Background

In noninvasive evaluation of coronary heart disease, cardiac positron emission tomography (PET) has been shown to have high sensitivity and specificity for assessing myocardial perfusion and metabolism [1]. In comparison to single photon emission tomography (SPECT), PET provides accurate nonuniform attenuation correction which allows quantification of various physiologic parameters. PET imaging has the ability to provide noninvasive regional absolute quantification of myocardial blood flow (MBF) and the assessment of coronary flow reserve (CFR). CFR is the ratio of MBF during maximal coronary vasodilatation to resting MBF and has been proposed as an indirect parameter for evaluation of the function of the coronary circulation. Recently, Kaufmann and Camici [2] described the technical aspects and clinical applications of MBF measurement by PET.

The three most widely used PET perfusion tracers are 13NH3, 15O-labeled water (H2 15O), and the cationic potassium analog 82Rb [39]. Among these tracers only 82Rb is generator-produced and does not require an on site cyclotron. The use of 82Rb for PET myocardial perfusion imaging is expected to increase in the near future due to widespread availability of this tracer and the dramatic increase in the number of PET scanners that has occurred over the last 10 years. However, there are several issues related to quantification of regional MBF using 82Rb. First, cardiac images obtained with 82Rb tend to be count-poor due to the short half-life of 82Rb (75 s). Second, the high positron energy (3.15 MeV) results in decreased resolution compared to other PET tracers. Third, there is heavy dependence of myocardial extraction of this tracer on the prevailing flow rate and myocardial metabolic state [2].

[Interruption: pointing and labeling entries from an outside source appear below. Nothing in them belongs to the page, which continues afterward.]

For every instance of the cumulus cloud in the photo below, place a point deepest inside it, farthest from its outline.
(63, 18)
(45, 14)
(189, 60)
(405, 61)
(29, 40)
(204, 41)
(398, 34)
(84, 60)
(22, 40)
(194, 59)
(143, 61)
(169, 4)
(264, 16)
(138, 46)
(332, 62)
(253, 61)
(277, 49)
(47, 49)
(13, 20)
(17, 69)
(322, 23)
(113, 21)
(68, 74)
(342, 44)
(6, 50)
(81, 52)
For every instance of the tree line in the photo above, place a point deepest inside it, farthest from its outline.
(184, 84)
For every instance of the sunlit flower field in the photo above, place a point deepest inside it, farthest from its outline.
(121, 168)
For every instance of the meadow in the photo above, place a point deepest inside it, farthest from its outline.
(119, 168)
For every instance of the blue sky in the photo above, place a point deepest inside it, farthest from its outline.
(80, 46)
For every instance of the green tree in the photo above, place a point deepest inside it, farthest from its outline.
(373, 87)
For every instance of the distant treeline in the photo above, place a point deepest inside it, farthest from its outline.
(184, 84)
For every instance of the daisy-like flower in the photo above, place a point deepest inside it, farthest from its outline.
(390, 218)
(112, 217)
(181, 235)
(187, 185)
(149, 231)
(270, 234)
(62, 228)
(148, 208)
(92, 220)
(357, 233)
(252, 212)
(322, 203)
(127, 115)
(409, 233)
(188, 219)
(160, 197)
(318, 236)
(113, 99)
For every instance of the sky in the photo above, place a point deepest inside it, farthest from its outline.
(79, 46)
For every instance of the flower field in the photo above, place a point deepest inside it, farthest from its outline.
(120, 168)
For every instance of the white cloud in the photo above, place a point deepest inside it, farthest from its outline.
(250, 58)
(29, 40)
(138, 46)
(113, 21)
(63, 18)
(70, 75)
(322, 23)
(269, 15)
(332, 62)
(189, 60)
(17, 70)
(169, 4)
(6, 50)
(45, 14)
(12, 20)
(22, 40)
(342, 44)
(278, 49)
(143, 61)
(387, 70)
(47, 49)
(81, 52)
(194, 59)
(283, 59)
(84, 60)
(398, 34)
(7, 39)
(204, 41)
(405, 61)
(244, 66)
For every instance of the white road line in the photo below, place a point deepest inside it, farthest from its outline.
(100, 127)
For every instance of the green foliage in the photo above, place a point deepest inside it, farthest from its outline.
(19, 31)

The low-count imaging has recently been addressed with the higher sensitivity 3D mode of PET imaging evaluated for myocardial perfusion 82Rb PET imaging [10, 11]. Imaging in the 3D mode is expected to have a higher sensitivity as opposed to 2D imaging, although at the price of high random events and scatter.

In this paper, we wish to evaluate the repeatability of the PMOD software approach for MBF measurements at rest and pharmacological stress, and calculation of CFR utilizing 2D 82Rb PET imaging.

Methods

A GE ADVANCE (General Electric Medical Systems, Milwaukee, WI) system was used for all acquisitions. The system has 18 detector rings and 12,096 bismuth germanate (BGO) 4 × 8 × 30 mm crystals. In the 2D acquisition mode, which was used in this study, the system uses a tungsten collimator 1 × 120 mm in size. The axial field of view is 15.2 cm covered by 35 image planes. The axial sampling interval is 4.25 mm. The transaxial field of view is 55.0 cm. The coincidence window width is 12.5 ns and the energy window is in a range of 300–650 keV. All 2D acquisitions were performed in high sensitivity mode. The images were reconstructed using a filtered backprojection reconstruction method and a Hanning smoothing filter with a 0.5 cy/cm cutoff. The matrix size was 128 × 128 and the pixel size was 4.29 mm. Attenuation correction using an 8-min transmission scan was applied in all studies. In addition, standard corrections for randoms and scatter provided by the vendor were applied. 12 normal volunteers, mean age 35 ± 9.5, were imaged at rest and pharmacological stress, following an i.v. injection of 2220 MBq of 82Rb each. Pharmacologic stress was achieved with a standard dose of adenosine (140 mg/kg/min infused over 6 min) or dipyridamole (0.56 mg/kg infused over 4 min). For each dynamic study, 50 frames were acquired. The time per frame was 5 sec between 0–3 min, 15 sec between 3–5 min and 30 sec between 5–8 min. The institutional review board granted ethical approval for the study and each subject signed a consent form.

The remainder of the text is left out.